At Metacritic, which assigns a normalized rating out of 100 to reviews from critics, the album received an average score of 63, based on 7 reviews, indicating "generally favorable reviews".
User Album Review
It's hard to believe the Prodigy will be celebrating a 30th anniversary soon, and there's something comforting in the knowledge that they've continued to soldier on, releasing albums of reliably grimy and confrontational big beat electronic every four or five years.
This is classic Prodigy as you've known them for the last 20 years or so, and how you feel about that assessment will probably be a good indicator for how much you'll enjoy No Tourists.
Things start out solidly enough with "Need Some1," which features a breaking glass sound just like the one in "Break and Enter," which opened the band's pre-breakthrough (and arguably best) album, 1994's Music for the Jilted Generation.
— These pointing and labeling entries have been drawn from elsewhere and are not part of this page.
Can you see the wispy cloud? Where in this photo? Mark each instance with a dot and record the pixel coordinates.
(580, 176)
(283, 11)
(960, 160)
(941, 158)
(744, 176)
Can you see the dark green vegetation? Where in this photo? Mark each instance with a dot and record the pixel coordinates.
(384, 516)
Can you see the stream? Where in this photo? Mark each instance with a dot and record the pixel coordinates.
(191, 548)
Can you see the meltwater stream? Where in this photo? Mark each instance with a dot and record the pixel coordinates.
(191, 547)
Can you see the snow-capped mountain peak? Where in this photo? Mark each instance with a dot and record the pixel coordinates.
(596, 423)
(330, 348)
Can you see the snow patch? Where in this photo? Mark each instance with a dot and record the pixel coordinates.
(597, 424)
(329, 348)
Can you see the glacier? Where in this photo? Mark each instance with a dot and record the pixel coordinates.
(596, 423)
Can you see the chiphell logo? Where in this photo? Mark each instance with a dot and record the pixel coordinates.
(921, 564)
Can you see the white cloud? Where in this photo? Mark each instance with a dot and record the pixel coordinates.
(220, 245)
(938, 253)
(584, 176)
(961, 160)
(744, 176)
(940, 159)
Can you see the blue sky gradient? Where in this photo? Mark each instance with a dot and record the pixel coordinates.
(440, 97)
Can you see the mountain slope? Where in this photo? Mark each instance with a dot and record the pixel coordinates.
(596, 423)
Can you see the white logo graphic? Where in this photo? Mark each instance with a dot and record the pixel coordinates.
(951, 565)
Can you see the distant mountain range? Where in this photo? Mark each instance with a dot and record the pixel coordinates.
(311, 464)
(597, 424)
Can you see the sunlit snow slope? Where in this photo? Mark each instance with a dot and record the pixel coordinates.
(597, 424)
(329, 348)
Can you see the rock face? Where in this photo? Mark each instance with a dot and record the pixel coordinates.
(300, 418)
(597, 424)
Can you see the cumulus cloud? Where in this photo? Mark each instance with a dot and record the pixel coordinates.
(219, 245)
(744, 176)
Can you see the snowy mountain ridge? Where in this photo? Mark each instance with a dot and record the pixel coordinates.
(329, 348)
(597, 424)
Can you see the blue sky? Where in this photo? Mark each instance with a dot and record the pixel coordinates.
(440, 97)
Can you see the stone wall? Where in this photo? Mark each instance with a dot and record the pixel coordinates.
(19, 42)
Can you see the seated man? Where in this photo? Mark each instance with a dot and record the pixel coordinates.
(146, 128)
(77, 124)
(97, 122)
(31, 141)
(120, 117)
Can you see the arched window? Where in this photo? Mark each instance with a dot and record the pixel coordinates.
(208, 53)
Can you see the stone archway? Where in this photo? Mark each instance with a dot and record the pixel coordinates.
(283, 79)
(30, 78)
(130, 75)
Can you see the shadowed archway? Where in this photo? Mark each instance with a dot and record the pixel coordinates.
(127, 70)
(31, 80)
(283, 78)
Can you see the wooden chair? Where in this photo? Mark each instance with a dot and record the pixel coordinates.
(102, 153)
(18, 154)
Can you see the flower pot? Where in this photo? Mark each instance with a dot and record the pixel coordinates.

It's a knowingly slick touch, earning some early goodwill that never truly dissipates. (The synths in following track "Light Up the Sky" are ripped straight from "Voodoo People" as well, if you're into that.)
Shortly after, the imposing strings of the title track add some "Kashmir"-lite grandeur to the proceedings, setting it apart from the rest of the album, and late album highlight "Boom Boom Tap" has an amusingly goofy vibe, although its climactic "fuck you" lyric right before the beat hits probably isn't supposed to be funny.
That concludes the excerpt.